Where can teachers be found who do not share this progressive mindset? The best place to find them, in my opinion, is in schools and other teaching environments that have embraced classical education. I have written about the movement here and here. Classical teachers as a whole have one shining advantage over teachers in thrall to progressive orthodoxy. The default setting of all classical education since the Renaissance is the belief that the world of the present is corrupt and in need of the wisdom of the past. The best way to improve civic life, avoid tyranny, and prevent factionalism is to cultivate virtue in the young. The best way to acquire virtue—human excellence both moral and intellectual—is to study history, the great classical authors, and the greatest works of art and literature. Incredibly, all these beliefs are flourishing at this very moment in the classical school movement, which now educates as many as a million American children every year.
This is why I believe the classical school movement is the best hope for curing the spiritual disease of woke capture in K-12 American education. And school choice programs, like the one recently passed by Arizona in a landmark bill, do more than anything to allow that movement to flourish. If the best public schools are made to compete with private schools, a strong dose of economic reality could turn out to be the best medicine for wokery in infected school districts.

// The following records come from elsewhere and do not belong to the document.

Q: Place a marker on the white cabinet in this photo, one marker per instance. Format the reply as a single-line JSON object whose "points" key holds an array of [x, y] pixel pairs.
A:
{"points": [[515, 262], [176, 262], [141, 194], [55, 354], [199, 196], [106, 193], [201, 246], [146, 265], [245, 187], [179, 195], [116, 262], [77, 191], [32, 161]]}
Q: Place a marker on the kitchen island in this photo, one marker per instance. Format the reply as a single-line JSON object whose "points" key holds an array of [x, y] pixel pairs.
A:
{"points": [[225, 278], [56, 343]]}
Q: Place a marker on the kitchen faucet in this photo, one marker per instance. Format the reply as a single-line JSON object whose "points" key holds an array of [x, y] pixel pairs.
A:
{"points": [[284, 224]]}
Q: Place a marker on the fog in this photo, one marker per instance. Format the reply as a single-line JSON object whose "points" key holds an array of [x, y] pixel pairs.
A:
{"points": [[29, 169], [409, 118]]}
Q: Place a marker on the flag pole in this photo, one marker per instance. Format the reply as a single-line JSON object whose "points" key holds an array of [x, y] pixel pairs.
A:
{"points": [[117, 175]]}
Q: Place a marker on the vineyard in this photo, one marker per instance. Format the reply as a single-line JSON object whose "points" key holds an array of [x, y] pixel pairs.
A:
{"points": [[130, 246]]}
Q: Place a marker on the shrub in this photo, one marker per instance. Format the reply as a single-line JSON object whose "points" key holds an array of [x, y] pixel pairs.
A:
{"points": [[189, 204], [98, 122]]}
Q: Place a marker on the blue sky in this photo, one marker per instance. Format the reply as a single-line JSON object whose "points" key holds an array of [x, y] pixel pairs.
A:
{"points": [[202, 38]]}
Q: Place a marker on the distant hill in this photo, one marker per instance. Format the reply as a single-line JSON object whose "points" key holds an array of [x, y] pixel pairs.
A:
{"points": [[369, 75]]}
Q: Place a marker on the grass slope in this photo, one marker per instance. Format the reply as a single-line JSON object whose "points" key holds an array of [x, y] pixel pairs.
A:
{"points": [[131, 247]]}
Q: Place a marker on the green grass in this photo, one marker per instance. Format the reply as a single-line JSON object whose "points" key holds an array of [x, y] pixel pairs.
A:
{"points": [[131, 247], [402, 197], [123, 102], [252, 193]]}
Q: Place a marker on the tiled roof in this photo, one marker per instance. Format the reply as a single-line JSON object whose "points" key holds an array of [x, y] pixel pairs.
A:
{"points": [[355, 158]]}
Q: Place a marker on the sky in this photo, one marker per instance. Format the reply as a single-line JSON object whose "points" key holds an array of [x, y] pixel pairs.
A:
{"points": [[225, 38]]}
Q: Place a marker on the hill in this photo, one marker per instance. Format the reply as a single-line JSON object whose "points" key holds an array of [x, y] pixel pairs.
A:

To make sure parents can make reliable comparisons between schools, we could test all students at the state level using the same content-based examinations, perhaps modeled on British A-levels or the old New York State Regents exams. Or we could make use of independent testing agencies beyond the reach of the College Board like the Classical Learning Test.
If I were a parent, I would be overjoyed if my children were able to master the curriculum outlined in American Birthright. But if I wanted them to love virtue, to respect the wisdom and beauty of the past, and to take pride in the best achievements of our country, I would want them to be taught in a classical school.